Anlaşılıyor ki, iman sırrının ebedî kurtuluşla ilgisi yeni tebliğ dilinin önemli bir konusudur. Kur’ân, ebedî kurtuluş için yeterlilik şartı olarak aradığı imanın Allah’a ve âhirete iman olduğunu açıkça söylemekte ve kurtuluşun üçüncü şartı olarak da sâlih amel sergilemeyi öngörmektedir. Bu gerçeklik Bakara/62 ve Mâide/69. âyette şöyle ifade edilir: “Kuşkusuz, [bu ilâhî kelâma] iman edenler ile yahudi inancının takipçilerinden, hıristiyanlardan ve sâbiîlerden[10] Allah’a ve âhiret gününe inanmış, doğru ve yararlı işler yapmış olanların tümü Rablerinden hak ettikleri mükâfatları alacaklardır; ve onlar ne korkacak, ne de üzüleceklerdir.[11]  “Çünkü, [bu ilâhî kelâma] iman edenler ve yahudi itikadına uyanlar ile sâbiîler ve hıristiyanlardan Allah’a ve âhiret gününe inanıp, doğru ve yararlı fiillerde bulunanlar ne korkacak, ne de üzüleceklerdir.[12]

Âyetler bize açıkça gösteriyor ki; dış kimlikleri bakımından farklı olan insanlar üç şartı taşımaları hâlinde ebedî kurtuluşu yakalamış olacaklardır. Bunu, “bu insanların Müslümanlığa geçenleri” şeklinde sınırlandırmak, şarta bağlamak ve cenneti yalnızca müslümanlara tanınmış bir imtiyaz/hak olarak görmek dar bir bakış açısıdır. Müslüman ünvanı almış olanların zaten durumu bellidir. Bu nedenle ismi sayılanlardan sadece müslüman olanların kurtulacağını söylemenin bu noktada ne anlamı olabilir?

Kur’ân’da imanda yeterlilik şartlarıyla mükemmellik şartları birbirinden ayrılmıştır. Yeterlilik şartları yukarıdaki âyetlerde belirtilmiştir. Mükemmellik ise ancak Hz. Peygamber’in tarz ve tavrında kristalleşmiş ideal imana ulaşmakla mümkündür. Ama şunu da unutmamak gerekir ki, bu kurtuluş Ehl-i Kitap’ın tümünü kapsamamaktadır. Dış patentine bakarak ne tüm müslüman kimliği taşıyanları ebediyyen kurtulmuş, ne de tüm Ehl-i Kitap kimliği taşıyanları tamamen batmış gösterme yönüne gidebiliriz. Çünkü Kur’ân’ın başka âyetlerinde dilleriyle iman ettiklerini söyleyenlerin küfür içinde koşup durdukları bize bildirilmektedir.

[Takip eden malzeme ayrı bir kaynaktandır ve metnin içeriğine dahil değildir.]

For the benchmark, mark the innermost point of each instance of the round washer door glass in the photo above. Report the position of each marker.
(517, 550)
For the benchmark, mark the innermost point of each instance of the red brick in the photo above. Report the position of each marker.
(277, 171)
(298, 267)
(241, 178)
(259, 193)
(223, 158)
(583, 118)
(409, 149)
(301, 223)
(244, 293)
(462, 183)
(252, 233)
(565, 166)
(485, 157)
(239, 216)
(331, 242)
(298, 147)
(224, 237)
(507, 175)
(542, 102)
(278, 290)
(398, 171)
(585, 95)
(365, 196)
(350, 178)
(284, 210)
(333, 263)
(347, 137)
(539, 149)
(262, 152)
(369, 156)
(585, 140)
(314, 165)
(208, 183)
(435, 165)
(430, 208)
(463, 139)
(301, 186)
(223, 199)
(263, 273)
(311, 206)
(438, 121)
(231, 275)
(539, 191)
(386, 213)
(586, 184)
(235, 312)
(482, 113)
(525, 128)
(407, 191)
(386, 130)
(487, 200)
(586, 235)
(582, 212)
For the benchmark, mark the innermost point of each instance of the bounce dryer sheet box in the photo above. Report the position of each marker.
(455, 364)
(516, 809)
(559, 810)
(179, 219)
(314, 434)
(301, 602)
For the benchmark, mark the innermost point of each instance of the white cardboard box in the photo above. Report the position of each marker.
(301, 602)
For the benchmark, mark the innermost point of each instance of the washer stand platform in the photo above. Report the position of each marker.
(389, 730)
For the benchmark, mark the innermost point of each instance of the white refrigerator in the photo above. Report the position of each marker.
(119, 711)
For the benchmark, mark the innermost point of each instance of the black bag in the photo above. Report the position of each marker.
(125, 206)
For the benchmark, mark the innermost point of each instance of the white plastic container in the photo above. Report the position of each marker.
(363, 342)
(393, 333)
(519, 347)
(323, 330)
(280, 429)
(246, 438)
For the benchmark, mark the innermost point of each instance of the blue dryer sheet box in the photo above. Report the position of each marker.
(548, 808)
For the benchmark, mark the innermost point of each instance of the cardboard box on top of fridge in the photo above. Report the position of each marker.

Örnek olarak Mâide/41. âyeti şöyledir: “Ey Peygamber! Hakîkati inkârda birbirleriyle yarışanlardan dolayı üzülme; şu, ağızlarıyla ‘Biz inanıyoruz!’ diyen, halbuki kalben inanmayanlardan ve her türlü yalanı can kulağıyla dinleyen ve [aydınlanmak için] sana gelmek yerine başka insanlara kulak veren yahudilerden. Onlar, [vahyedilen] sözleri asıl bağlamlarından kopararak anlamlarını çarpıtırlar ve ‘Eğer size şöyle şöyle [bir öğreti] verilirse onu kabul edin; ama verilmezse uzak durun!’ derler.[Onlara bakıp üzülme,] çünkü Allah, bir kişinin kötülüğe meyletmesini dilemişse Allah’ın onun hakkındaki irâdesine hiçbir şekilde mânî olamazsın.[13]

Bir başka âyet grubunda ise Ehl-i Kitap’tan şöyle söz edilir: “[Ama] onların hepsi aynı değil. Geçmiş vahyin izleyicileri arasında, gece boyunca Allah’ın âyetlerini okuyan ve [O’nun huzurunda] secdeye kapanan dosdoğru insanlar da vardır. Onlar, Allah’a ve âhiret gününe inanırlar; doğru olanı emreder, eğri olandan alıkoyarlar ve hayırlı işlerde birbirleriyle yarışırlar. İşte bunlar dürüst ve erdemli kimselerdendir. Onların yaptığı hiçbir iyilik karşılıksız bırakılmayacaktır: Çünkü Allah, Kendisine karşı sorumluluklarının bilincinde olanları iyi bilir.[14]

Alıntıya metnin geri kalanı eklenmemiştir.